Однажды июньским вечером, в их тайном месте на холме над Лейк-Нуар Гидеон и Гарнет не в первый раз прижимались друг к другу, их напряженные тела сливались, беспощадно сливались воедино, и Гидеон, словно молитву, шептал: «Не двигайся».
Его глаза зажмурены. И он, не дыша, входит в нее. Только бы избежать малейшего движения! Малейшей ошибки! Она лежит, обхватив его, неподвижно. Ее грудь прижата к его груди. Не шевелясь, не возражая. Они должны избегать малейших движений… Он запретил ей признаваться ему в любви, он не желает слышать рефрен этой бесконечной, как клубок, песни, как не желает видеть бледно-розовый лепесток ее лица, измученный, измятый самой мощью его тела и тем, что он совершает. Не двигайся, шепчет он. Всего в нескольких футах от них журчит Кровавый поток, но они его не слышат.
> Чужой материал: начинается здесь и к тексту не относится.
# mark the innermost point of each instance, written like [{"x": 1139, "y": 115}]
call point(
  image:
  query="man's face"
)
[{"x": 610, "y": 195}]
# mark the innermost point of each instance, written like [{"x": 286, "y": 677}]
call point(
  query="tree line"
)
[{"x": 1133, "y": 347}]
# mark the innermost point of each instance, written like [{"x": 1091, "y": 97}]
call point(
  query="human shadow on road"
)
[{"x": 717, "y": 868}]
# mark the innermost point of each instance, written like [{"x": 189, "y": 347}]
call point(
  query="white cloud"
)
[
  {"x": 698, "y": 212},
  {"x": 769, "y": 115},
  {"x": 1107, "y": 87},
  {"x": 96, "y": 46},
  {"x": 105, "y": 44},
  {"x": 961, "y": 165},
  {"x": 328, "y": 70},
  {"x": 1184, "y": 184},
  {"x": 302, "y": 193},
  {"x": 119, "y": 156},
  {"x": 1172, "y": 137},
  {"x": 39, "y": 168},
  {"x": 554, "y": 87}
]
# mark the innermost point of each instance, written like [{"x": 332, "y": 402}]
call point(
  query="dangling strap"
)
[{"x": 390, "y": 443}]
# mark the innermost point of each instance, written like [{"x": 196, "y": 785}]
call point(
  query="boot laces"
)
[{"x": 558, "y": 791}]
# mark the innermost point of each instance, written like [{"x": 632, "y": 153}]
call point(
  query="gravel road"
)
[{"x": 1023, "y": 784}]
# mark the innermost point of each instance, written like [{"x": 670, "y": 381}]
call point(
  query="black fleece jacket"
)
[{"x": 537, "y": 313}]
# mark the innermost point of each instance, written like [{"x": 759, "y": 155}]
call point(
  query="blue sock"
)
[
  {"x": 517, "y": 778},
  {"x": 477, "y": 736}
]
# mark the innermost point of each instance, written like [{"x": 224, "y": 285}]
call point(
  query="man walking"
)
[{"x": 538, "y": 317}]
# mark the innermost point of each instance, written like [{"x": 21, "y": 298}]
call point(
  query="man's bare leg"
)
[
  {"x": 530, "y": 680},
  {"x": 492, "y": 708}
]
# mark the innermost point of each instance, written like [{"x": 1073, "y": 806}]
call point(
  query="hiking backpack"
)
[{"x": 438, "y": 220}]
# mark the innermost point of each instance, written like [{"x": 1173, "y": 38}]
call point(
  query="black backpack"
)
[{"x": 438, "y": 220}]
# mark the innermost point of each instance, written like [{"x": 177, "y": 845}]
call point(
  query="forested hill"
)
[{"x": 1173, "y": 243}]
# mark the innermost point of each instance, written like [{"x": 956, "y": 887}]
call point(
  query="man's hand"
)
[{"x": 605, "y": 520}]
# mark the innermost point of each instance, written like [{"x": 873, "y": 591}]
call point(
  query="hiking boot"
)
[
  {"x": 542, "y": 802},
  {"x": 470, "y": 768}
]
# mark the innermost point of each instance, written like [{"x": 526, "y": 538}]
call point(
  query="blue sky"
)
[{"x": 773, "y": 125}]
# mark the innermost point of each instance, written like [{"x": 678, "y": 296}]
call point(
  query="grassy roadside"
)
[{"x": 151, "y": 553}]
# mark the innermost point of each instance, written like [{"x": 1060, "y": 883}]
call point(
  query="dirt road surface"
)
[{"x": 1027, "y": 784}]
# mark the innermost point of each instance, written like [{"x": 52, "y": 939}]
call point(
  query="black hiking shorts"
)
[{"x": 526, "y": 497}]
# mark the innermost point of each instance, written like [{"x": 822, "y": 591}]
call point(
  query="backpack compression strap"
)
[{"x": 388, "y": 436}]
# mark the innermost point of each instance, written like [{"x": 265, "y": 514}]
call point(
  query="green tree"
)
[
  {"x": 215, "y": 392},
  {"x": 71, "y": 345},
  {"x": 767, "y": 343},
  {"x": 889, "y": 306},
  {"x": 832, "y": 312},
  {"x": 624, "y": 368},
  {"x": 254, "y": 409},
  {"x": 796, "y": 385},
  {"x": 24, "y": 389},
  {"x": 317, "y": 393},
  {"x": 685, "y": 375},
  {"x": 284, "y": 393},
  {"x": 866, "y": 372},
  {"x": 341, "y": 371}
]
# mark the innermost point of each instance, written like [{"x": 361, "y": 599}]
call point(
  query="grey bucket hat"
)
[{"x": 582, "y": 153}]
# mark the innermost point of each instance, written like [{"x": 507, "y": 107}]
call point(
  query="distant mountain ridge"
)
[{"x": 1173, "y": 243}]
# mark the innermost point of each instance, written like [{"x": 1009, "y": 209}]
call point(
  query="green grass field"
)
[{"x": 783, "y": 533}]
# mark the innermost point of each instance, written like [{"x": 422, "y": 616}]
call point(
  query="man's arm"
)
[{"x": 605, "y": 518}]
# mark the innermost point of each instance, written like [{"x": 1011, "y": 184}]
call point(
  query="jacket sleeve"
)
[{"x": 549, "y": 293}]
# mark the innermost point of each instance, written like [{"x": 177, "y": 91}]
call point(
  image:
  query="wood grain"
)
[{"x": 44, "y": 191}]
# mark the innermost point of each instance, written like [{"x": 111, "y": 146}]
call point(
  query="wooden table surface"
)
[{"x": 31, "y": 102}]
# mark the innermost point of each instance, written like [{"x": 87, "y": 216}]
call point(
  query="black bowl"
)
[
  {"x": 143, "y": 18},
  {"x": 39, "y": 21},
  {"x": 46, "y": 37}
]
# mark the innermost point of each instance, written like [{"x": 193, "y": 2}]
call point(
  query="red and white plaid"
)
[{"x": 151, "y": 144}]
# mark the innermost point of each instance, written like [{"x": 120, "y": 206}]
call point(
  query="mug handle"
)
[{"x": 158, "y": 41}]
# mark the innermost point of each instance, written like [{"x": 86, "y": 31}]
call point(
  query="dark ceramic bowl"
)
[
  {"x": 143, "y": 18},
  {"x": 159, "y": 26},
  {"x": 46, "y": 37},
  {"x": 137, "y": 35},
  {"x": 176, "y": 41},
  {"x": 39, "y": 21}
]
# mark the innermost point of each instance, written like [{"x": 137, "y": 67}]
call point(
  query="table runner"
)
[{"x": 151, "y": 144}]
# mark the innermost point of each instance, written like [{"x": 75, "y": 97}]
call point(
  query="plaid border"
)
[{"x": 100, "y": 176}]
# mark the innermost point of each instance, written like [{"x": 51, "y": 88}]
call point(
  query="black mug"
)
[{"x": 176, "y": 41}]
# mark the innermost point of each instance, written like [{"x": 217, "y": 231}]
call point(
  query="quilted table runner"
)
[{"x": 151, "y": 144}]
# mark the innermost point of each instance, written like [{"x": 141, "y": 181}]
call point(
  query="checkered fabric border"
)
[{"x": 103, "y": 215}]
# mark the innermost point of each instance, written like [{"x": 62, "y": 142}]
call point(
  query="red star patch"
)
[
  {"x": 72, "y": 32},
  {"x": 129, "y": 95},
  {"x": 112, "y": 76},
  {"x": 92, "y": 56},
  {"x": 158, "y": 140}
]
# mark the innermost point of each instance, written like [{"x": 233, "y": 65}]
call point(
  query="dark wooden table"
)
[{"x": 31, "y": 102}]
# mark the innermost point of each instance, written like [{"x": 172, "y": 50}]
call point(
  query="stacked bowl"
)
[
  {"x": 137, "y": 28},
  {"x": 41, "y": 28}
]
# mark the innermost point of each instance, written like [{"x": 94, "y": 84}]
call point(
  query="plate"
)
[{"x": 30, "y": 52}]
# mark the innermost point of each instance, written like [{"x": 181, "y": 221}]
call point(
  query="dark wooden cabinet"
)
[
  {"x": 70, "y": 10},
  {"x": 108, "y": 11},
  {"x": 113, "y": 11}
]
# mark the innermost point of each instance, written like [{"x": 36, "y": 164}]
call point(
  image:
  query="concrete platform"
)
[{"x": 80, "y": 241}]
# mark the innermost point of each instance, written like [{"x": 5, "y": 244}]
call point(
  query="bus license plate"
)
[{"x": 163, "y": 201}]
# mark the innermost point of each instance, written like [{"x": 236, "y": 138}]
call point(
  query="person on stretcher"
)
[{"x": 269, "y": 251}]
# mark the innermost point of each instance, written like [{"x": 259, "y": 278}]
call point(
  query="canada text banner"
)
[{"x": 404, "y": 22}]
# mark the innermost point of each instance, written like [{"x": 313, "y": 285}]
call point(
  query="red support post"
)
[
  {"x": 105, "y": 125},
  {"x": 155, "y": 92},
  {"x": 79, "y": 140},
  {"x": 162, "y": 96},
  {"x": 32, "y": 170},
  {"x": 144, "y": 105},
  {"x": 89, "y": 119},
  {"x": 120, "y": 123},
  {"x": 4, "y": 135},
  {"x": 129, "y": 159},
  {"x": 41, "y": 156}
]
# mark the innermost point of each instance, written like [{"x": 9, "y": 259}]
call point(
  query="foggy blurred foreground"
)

Они не ведают об озере неподалеку и о небесах над ними, медленно растворяющихся в прохладной дрожи лунного света. Разумеется, последствия будут, но любовники так яростно вжимаются друг в друга, что забывают об этом, забывают, что они заключены в два разных тела, забывают об опасности, смертельной опасности того, что они творят, пронзенные этим мигом, пронзенные настоящим, забывшие о прошлом и будущем, забывшие обо всем на свете.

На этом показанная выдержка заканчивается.